Pian (14) Salah seorang pelajar sekolah Darul Mukminin yang tertangkap oleh warga langsung digelandang ke Polsek Matraman. "Saya ga ikut tawuran cuma liat doang," ujarnya sembari menutup mukanya, Selasa (11/12/2012).
Sementara itu saat ditemui detikcom Kapolsek Matraman Kompol Djoko Santoso mengatakan dirinya melakukan tindakan pencegahan sebelum terjadi aksi perkelahian pelajar.
"Bukan tawuran, jadi ada indikasi akan terjadi perkelahian pelajar kami dari polsek matraman yang mendapat informasi dibantu guru-guru melakukan pencegahan dengan membubarkan aksi kedua belah pihak pelajar tersebut," ujar Djoko.

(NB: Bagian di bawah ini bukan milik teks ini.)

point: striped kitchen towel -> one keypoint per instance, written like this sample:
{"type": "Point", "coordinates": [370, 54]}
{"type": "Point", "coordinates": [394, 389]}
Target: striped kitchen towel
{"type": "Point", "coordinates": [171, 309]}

Djoko menjelaskan pada saat itu dirinya bersama anggota kepolisian polsek Matraman berhasil membubarkan aksi para pelajar tersebut. "Saat dibubarkan puluhan pelajar SMP tersebut pada kabur kocar-kacir dan kita berhasil menangkap dua orang pelajar," jelasnya.
Lebih lanjut Djoko mengatakan langkah selanjut dirinya akan melakukan aksi pencegahan agar peristiwa tersebut tidak terulang kembali.
"Kedua pelajar tersebut langsung kita lakukan pendataan dan kita panggil kedua orang tua mereka untuk mebuat surat pernyataan agar tidak mengulangi perbuatannya," tandasnya.